We encounter it from time to time on top of Sunbeam

======================================================================================

Date observed: 2026-03-20
Charm: mysql, revision 444, channel 8.0/stable
Juju version: 3.6.19
Cloud/substrate: OpenStack (tor3-sqa-sunbeam, cluster_1)

Summary

During a 3-unit MySQL InnoDB cluster deployment, unit mysql/1 never reaches active status.
The certificates-relation-joined hook is dispatched before mysqld has finished starting on
that unit. The hook attempts to connect to the MySQL Unix socket, fails with ERROR 2002
(HY000), and the charm enters a deferred-retry loop that never recovers. The unit remains
stuck in "maintenance / Setting up cluster node" for the entire 64-minute observation window
(60-minute juju wait-for timeout + 14 minutes of continued retrying afterwards).

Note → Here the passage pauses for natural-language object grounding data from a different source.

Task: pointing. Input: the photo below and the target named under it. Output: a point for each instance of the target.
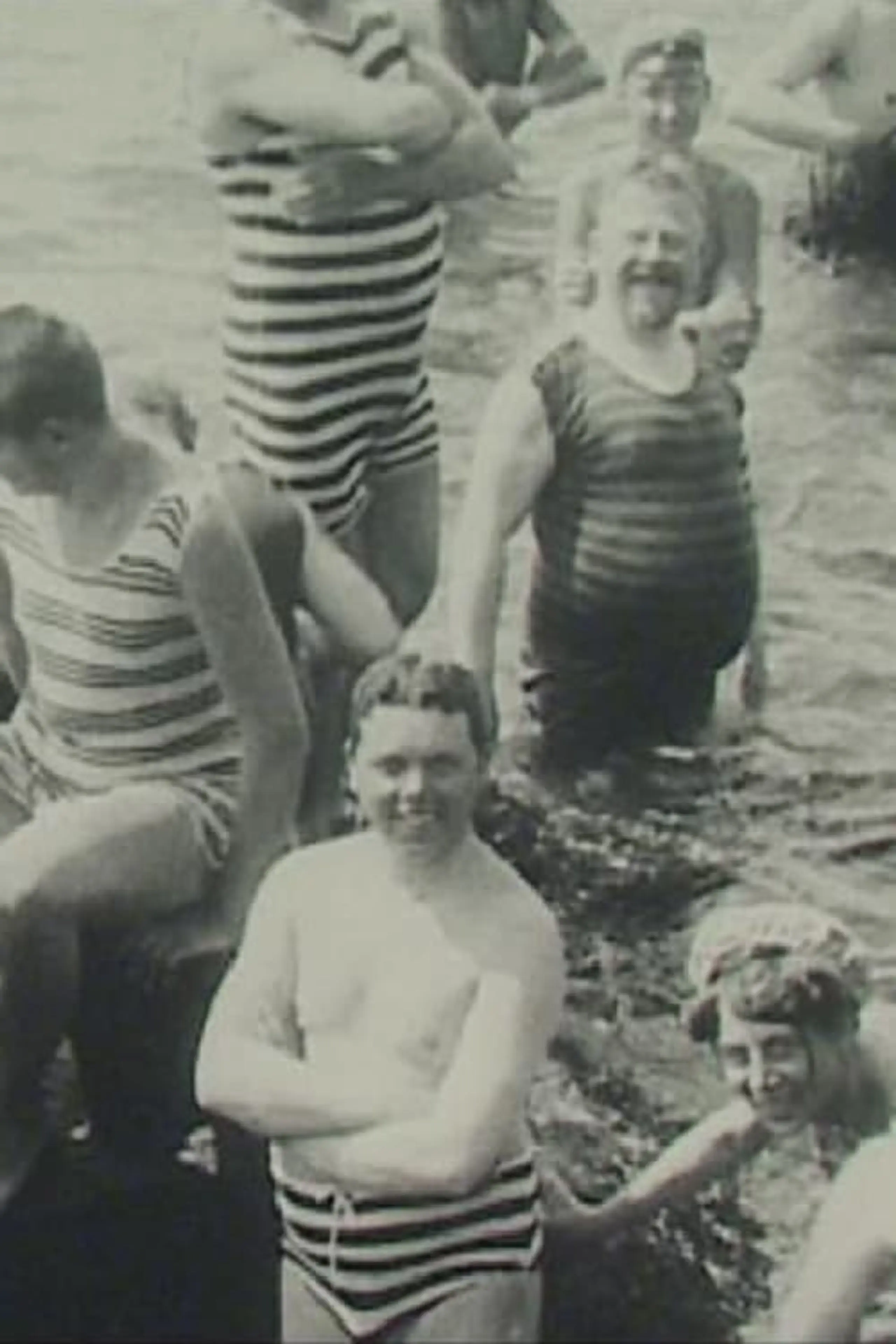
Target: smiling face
(418, 777)
(648, 253)
(773, 1065)
(665, 101)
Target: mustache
(662, 272)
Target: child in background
(663, 81)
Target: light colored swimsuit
(120, 687)
(326, 322)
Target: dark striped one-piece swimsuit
(326, 322)
(647, 572)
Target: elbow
(213, 1078)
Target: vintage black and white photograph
(448, 671)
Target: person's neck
(424, 875)
(104, 464)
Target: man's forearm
(273, 1093)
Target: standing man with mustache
(625, 448)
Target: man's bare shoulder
(528, 924)
(319, 874)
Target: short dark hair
(49, 370)
(776, 987)
(670, 175)
(420, 683)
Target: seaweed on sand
(624, 885)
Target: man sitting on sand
(626, 452)
(396, 992)
(155, 757)
(489, 43)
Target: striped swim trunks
(373, 1261)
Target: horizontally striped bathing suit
(373, 1261)
(120, 687)
(326, 322)
(645, 574)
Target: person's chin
(784, 1119)
(653, 306)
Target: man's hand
(510, 105)
(332, 183)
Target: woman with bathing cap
(781, 992)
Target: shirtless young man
(396, 992)
(841, 49)
(489, 42)
(155, 758)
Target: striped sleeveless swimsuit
(647, 568)
(120, 689)
(326, 322)
(374, 1261)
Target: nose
(668, 112)
(413, 781)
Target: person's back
(664, 86)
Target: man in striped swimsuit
(625, 447)
(155, 757)
(396, 992)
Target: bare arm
(851, 1253)
(249, 81)
(512, 462)
(715, 1146)
(458, 1143)
(224, 589)
(250, 1064)
(768, 100)
(577, 219)
(475, 159)
(344, 600)
(565, 69)
(14, 655)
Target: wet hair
(49, 370)
(670, 175)
(418, 683)
(776, 986)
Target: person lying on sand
(625, 448)
(396, 992)
(781, 994)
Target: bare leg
(304, 1320)
(402, 536)
(503, 1308)
(130, 853)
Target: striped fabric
(120, 687)
(373, 1261)
(326, 320)
(645, 526)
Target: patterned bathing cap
(804, 934)
(660, 35)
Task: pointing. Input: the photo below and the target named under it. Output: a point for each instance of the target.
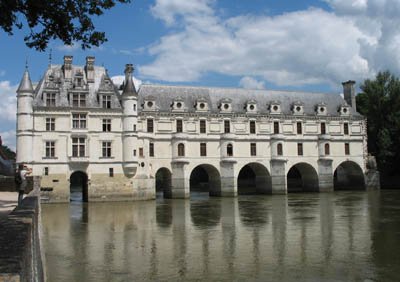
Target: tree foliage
(67, 20)
(380, 103)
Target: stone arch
(205, 178)
(163, 181)
(302, 177)
(348, 176)
(78, 186)
(254, 178)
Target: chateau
(76, 128)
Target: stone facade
(125, 142)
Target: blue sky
(309, 45)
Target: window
(227, 126)
(50, 149)
(279, 149)
(78, 120)
(276, 127)
(50, 124)
(229, 150)
(150, 125)
(179, 125)
(253, 149)
(327, 149)
(323, 128)
(203, 149)
(78, 100)
(300, 149)
(106, 149)
(106, 125)
(346, 148)
(202, 126)
(78, 146)
(181, 150)
(151, 149)
(51, 99)
(299, 128)
(346, 128)
(106, 102)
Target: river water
(341, 236)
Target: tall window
(78, 146)
(106, 149)
(51, 99)
(346, 148)
(78, 100)
(227, 126)
(229, 150)
(106, 102)
(50, 124)
(253, 149)
(106, 125)
(299, 128)
(151, 149)
(252, 127)
(279, 149)
(202, 126)
(78, 120)
(327, 149)
(323, 128)
(150, 125)
(181, 150)
(50, 149)
(346, 128)
(276, 127)
(179, 125)
(300, 149)
(203, 149)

The other two units (mysql/0 as Primary, mysql/2) and all co-deployed charms
(self-signed-certificates, data-integrator) reach active status without issue.

Deployment Configuration

Charm: mysql, rev 444, channel 8.0/stable
Units: 3 (flag: -n 3)
Co-deployed charms: self-signed-certificates rev 586 (1/stable)
data-integrator rev 380 (latest/edge)
Integrations: self-signed-certificates:certificates -> mysql:certificates
data-integrator:mysql -> mysql:database
MySQL config: CHARM_CHANNEL=8.0/stable, MODEL_NAME=mysql

Timeline of Failure

13:05:13 Machine 1 (mysql/1) provisioning requested by Juju
13:07:13 VM instance 99447039-44c3-445a-b63c-ff0bafef2cb5 started, status ACTIVE
13:07:59 Machine 1 address assigned: 192.168.1.53
13:14:47 mysql/1 charm: "Peer data not yet set. Deferring "
13:14:48 mysql/1 charm: Re-emits StartEvent during certificates-relation-joined
13:14:48 mysql/1 charm: WARNING — "mysqld is not running, skipping flush host cache"
13:14:54 mysql/1 charm: ERROR — socket connection fails, hook fails (see below)
13:15:00 mysql/1 charm: begins retry loop — WARNING every ~5s (943 occurrences total)
14:05:29 juju wait-for 60m timeout expires — unit still in maintenance
14:19:30 Last observed retry — charm still looping 14 minutes after timeout

Error Sequence (from juju controller logsink, model 423a8d80)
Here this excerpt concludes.